There is also the interpretation that interest rates are, at least in the short-run, explained well by a random walk. It is therefore of general interest to test whether a random walk exists. In the following we show the distinguishes through the three versions of the random walk hypothesis. In general we consider a random walk with a drift

$\displaystyle P_t = \mu + P_{t-1} + \varepsilon_t.$ (11.40)

  1. The stochastic errors in (10.40) are independent and identically distributed (i.i.d.) with expectation zero and variance $ \sigma^2$. This hypothesis has already been tested on multiple data sets in the sixties and was empirically determined to be unsupported. For example, distinct volatility clusters were discovered which under the i.i.d. hypothesis are statistically not expected.

  2. The stochastic errors in (10.40) are independent but not necessarily identically distributed with an expectation of zero. This hypothesis is weaker than the first one since, for example, it allows for heteroscedasticity. Nonetheless, even here the empirical discoveries were that a dependence between the error terms must be assumed.

  3. The stochastic errors in (10.40) are uncorrelated, i.e., $ \gamma_\tau(\varepsilon_t) = 0$ for every $ \tau \ne 0$. This is the weakest and most often discussed random walk hypothesis. Empirically it is most often tested through the statistical (in)significance of the estimated autocorrelations of $ \varepsilon_t$.

The discussion of the random walk hypotheses deals with, above all, the predicability of financial time series. Another discussion deals with the question of whether the model (10.40) with independent, or as the case may be with uncorrelated, error terms is even a reasonable model for financial time series or whether it would be better to use just a model with a deterministic trend.

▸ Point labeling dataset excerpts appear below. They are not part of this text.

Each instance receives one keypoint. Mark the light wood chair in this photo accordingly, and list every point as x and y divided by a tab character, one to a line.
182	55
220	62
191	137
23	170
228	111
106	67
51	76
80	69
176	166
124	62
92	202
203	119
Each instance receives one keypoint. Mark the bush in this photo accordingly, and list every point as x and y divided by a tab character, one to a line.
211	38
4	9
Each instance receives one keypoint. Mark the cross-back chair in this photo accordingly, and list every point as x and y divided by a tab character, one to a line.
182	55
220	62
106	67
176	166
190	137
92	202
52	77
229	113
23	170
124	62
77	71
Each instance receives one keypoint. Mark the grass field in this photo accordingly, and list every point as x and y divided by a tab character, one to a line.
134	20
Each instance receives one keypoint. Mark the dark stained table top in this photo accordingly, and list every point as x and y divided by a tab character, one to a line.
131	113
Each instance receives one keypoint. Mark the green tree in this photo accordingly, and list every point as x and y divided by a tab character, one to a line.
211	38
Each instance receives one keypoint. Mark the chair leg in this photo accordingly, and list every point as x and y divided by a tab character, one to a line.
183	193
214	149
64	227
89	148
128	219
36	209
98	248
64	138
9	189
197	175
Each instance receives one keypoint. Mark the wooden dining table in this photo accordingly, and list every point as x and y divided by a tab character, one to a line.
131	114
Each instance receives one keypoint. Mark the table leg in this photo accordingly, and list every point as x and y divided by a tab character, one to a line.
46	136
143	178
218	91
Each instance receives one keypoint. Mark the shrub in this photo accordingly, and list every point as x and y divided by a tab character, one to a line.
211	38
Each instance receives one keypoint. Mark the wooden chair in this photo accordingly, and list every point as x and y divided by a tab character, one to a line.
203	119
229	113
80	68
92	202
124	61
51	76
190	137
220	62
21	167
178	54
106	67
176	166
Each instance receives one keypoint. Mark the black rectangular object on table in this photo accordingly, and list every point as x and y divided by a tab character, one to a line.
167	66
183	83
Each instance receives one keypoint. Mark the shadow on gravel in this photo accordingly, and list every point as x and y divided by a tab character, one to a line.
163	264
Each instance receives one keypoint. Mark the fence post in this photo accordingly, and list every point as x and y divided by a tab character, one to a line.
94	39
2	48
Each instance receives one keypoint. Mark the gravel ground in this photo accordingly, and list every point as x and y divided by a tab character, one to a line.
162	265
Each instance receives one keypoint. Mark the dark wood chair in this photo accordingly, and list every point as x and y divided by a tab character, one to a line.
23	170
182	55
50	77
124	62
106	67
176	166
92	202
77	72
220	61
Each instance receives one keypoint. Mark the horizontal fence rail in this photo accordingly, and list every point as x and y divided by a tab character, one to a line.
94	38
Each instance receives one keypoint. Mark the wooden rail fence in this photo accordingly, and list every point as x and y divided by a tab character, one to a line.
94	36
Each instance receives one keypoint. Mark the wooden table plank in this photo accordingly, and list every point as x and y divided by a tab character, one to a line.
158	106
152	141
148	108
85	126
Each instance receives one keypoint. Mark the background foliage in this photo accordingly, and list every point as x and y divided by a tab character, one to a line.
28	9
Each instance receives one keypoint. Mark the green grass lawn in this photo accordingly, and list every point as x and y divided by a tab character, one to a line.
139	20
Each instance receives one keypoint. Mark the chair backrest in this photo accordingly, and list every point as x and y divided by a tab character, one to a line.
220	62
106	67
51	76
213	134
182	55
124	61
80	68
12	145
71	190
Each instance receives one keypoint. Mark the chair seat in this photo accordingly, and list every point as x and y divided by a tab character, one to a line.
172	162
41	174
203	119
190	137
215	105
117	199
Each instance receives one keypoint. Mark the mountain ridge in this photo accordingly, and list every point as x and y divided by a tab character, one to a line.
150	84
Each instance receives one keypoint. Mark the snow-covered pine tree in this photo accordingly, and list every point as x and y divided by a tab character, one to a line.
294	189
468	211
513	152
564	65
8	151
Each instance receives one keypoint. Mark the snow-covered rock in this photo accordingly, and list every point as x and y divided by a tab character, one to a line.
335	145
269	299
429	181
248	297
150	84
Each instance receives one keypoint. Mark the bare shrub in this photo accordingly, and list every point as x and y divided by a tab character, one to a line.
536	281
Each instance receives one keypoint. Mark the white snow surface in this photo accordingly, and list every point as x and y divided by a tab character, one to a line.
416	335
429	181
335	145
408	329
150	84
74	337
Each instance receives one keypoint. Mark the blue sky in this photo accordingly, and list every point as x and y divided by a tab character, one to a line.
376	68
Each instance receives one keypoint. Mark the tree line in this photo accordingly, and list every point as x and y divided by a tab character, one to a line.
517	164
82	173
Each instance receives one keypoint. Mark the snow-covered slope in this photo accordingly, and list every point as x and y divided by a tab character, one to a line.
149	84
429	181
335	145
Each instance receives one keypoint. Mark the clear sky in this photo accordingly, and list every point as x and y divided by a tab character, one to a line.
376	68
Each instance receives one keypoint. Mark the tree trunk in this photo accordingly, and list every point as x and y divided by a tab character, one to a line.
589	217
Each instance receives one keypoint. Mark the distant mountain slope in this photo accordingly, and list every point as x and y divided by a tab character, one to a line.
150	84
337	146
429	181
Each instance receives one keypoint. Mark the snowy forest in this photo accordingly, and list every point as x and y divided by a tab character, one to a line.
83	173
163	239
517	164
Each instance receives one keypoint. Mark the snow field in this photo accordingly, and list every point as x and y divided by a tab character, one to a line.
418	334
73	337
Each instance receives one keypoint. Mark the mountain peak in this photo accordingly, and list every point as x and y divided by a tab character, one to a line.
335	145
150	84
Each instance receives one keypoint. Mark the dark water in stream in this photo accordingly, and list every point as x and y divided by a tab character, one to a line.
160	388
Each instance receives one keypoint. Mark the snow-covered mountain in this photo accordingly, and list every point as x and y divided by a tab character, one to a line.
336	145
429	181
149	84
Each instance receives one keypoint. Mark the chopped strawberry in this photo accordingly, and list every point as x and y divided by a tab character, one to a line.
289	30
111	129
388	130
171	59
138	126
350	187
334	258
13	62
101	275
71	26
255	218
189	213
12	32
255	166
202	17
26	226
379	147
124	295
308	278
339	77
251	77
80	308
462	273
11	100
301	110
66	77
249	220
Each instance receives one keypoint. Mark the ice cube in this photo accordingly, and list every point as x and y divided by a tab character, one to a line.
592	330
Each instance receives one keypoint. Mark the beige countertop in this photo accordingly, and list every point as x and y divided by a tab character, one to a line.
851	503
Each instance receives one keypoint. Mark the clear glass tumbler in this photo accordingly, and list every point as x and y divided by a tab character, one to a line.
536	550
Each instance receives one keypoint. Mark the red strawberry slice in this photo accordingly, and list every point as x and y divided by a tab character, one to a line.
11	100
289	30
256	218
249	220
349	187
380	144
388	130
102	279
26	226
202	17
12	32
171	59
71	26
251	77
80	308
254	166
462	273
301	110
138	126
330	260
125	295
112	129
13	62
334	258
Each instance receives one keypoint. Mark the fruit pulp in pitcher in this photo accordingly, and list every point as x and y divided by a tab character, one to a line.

Such a trend-stationary model has the form

$\displaystyle P_t = \nu + \mu t + \varepsilon_t$ (11.41)

with constant parameters $ \nu$ and $ \mu$. The process (10.41) is non-stationary since, for example, $ {\mathop{\text{\rm\sf E}}}[P_t]
= \nu + \mu t$, the expected value is time dependent. If the linear time trend is filtered from $ P_t$, then the stationary process $ P_t - \mu t$ is obtained.

To compare the difference stationary random walk with a drift to the trend stationary process (10.41) we write the random walk from (10.40) through recursive substitution as

$\displaystyle P_t = P_0 + \mu t + \sum_{i=1}^t \varepsilon_i,$ (11.42)

with a given initial value $ P_0$. One sees that the random walk with a drift also implies a linear time trend, but the cumulative stochastic increments ( $ \sum_{i=1}^t \varepsilon_i$) in (10.42) are not stationary, unlike the stationary increments ( $ \varepsilon_t$) in (10.41). Due to the representation (10.42) the random walk with or without a drift will be described as integrated, since the deviation from a deterministic trend is the sum of error terms. Moreover, every error term $ \varepsilon_t$ has a permanent influence on all future values of the process. For the best forecast in the sense of the mean squared error it holds for every $ k>0$,

$\displaystyle {\mathop{\text{\rm\sf E}}}[P_{t+k} \mid {\cal F}_t] = P_0 + \mu (t+k) + \sum_{i=1}^t \varepsilon_i.$

In contrast, the impact of a shock $ \varepsilon_t$ on the forecast of the trend-stationary process (10.41) could be zero, i.e.,

$\displaystyle {\mathop{\text{\rm\sf E}}}[P_{t+k} \mid {\cal F}_t] = \nu + \mu (t+k).$

It is thus of most importance to distinguish between a difference stationary and a trend-stationary process. Emphasized here is that the random walk is only a special case of a difference stationary process. If, for example, the increasing variables in (10.40) are stationary but autocorrelated, then we have a general difference stationary process. There are many statistical tests which test whether a process is difference stationary or not. Two such tests are discussed in the next section.